Parents need to monitor their children’s development and play an active part in their mental, physical and emotional growth.

Both mothers and fathers must be equally invested in all aspects of child raising. Track milestones and discuss any concerns you may have with a qualified medical care professional.

Here is what you can expect at the two-year mark. Remember, there is no substitute for your constant love and attention.

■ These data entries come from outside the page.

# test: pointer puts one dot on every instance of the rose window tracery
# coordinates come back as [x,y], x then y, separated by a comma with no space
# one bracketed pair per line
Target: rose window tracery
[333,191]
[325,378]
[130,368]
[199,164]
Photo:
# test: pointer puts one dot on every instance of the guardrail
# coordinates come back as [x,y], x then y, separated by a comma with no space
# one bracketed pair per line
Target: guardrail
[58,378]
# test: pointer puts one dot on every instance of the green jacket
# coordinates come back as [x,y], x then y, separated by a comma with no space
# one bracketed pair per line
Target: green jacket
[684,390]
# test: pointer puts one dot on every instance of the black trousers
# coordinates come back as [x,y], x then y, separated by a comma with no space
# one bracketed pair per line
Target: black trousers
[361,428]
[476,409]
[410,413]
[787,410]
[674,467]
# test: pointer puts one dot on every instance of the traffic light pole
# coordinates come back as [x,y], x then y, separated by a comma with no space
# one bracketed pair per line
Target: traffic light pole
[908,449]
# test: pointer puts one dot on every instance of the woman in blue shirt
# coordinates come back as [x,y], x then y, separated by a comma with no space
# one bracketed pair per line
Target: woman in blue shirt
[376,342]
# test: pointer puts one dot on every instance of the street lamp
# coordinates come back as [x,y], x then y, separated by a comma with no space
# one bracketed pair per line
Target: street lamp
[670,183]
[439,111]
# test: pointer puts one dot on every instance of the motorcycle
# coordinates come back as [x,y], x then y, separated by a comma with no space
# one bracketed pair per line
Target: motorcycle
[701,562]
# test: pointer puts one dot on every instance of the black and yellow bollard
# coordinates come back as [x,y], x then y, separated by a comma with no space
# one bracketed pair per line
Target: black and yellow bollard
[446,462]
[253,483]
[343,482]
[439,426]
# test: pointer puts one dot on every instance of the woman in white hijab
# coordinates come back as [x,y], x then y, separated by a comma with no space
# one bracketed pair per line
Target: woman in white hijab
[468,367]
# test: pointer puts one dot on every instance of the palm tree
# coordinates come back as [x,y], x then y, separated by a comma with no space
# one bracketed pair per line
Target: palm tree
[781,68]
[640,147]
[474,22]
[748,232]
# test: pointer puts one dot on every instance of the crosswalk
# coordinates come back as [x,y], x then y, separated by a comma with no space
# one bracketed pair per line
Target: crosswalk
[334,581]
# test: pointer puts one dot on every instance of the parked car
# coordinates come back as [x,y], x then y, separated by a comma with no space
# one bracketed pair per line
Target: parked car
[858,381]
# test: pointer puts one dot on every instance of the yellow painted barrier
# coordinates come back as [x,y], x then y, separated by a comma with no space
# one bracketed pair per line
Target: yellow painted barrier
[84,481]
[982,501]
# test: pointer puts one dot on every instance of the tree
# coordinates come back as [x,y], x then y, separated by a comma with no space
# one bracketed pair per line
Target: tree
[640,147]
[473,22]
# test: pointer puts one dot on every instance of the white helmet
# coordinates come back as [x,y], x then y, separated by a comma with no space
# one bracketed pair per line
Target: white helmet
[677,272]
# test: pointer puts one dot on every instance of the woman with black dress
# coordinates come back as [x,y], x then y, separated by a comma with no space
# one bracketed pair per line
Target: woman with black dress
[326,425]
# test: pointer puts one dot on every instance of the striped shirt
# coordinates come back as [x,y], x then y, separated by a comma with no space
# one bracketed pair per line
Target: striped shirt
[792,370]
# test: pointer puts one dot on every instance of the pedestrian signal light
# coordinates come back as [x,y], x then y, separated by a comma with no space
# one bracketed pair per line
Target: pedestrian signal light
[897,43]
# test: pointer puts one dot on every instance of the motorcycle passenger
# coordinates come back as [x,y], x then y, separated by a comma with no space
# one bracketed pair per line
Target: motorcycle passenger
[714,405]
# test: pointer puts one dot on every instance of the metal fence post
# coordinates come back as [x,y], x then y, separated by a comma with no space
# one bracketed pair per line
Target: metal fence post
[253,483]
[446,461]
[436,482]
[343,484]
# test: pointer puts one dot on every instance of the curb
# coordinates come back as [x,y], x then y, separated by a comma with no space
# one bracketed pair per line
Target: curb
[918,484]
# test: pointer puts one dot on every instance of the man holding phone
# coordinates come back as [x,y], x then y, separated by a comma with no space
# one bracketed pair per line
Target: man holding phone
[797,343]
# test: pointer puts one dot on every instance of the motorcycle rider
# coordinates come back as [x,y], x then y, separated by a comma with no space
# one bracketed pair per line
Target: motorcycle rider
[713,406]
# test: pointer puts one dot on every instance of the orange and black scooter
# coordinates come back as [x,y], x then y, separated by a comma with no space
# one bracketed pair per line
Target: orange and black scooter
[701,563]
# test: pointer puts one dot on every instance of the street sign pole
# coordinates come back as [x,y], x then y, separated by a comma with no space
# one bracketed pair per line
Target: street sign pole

There are other developments and activities you can do with your child that are not mentioned here. This is a father-focused list and accounts for time spent and work and active involvement of the mother and other family members.

Developmental Milestones

  • Copies others.
  • Gets excited around other children but plays mainly beside them (parallel play).
  • Shows more independence and is increasingly defiant.
  • Says sentences with 2-4 words.
  • Follows simple instructions.
  • Repeats words others say.
  • Points to things in a book and may name them. Points to objects in a book when named.
  • Knows the name of familiar people and body parts.
  • Begins to sort shapes and colors
  • Completes sentences in familiar books.
  • Kicks a ball and begins to run.
  • Walks up and down stairs when holding on.
  • Climbs up and down furniture.
  • Throws ball overhand.

How You Can Help with Development

  • Encourage your child to help with simple chores and praise them for being a good helper.
  • Spend more time praising good behavior and limit attention for defiant behavior.
  • Teach your child to identify animals, body parts and other common things.
  • Encourage your child to say the word instead of pointing at an item and demanding it.
  • Do not correct your child when they say a word incorrectly. Rather, say it correctly.
  • Hide your child’s toys around the room and encourage them to find it.
  • Play with puzzles, blocks, crayons, paint, paper.
  • Talk, read and sing to your child.
  • Kick a ball back and forth with your child.

Developmental Concerns

  • Doesn’t know what to do with commonly used items. E.g. brush, fork, spoon.
  • Doesn’t copy actions and words.
  • Doesn’t follow simple instructions.
  • Doesn’t use 2-word phrases like “drink milk”.
  • Doesn’t walk steadily.
  • Loses skills they once had

Remember that all children are different and develop at varying paces. If you do notice any of the listed concerns, we recommend erring on the side of caution and talking to your child’s doctor.

This information has been curated from the American Academy of Pediatrics and the CDC. Always consult with a qualified medical professional or childcare expert when taking important decisions regarding your child and their health.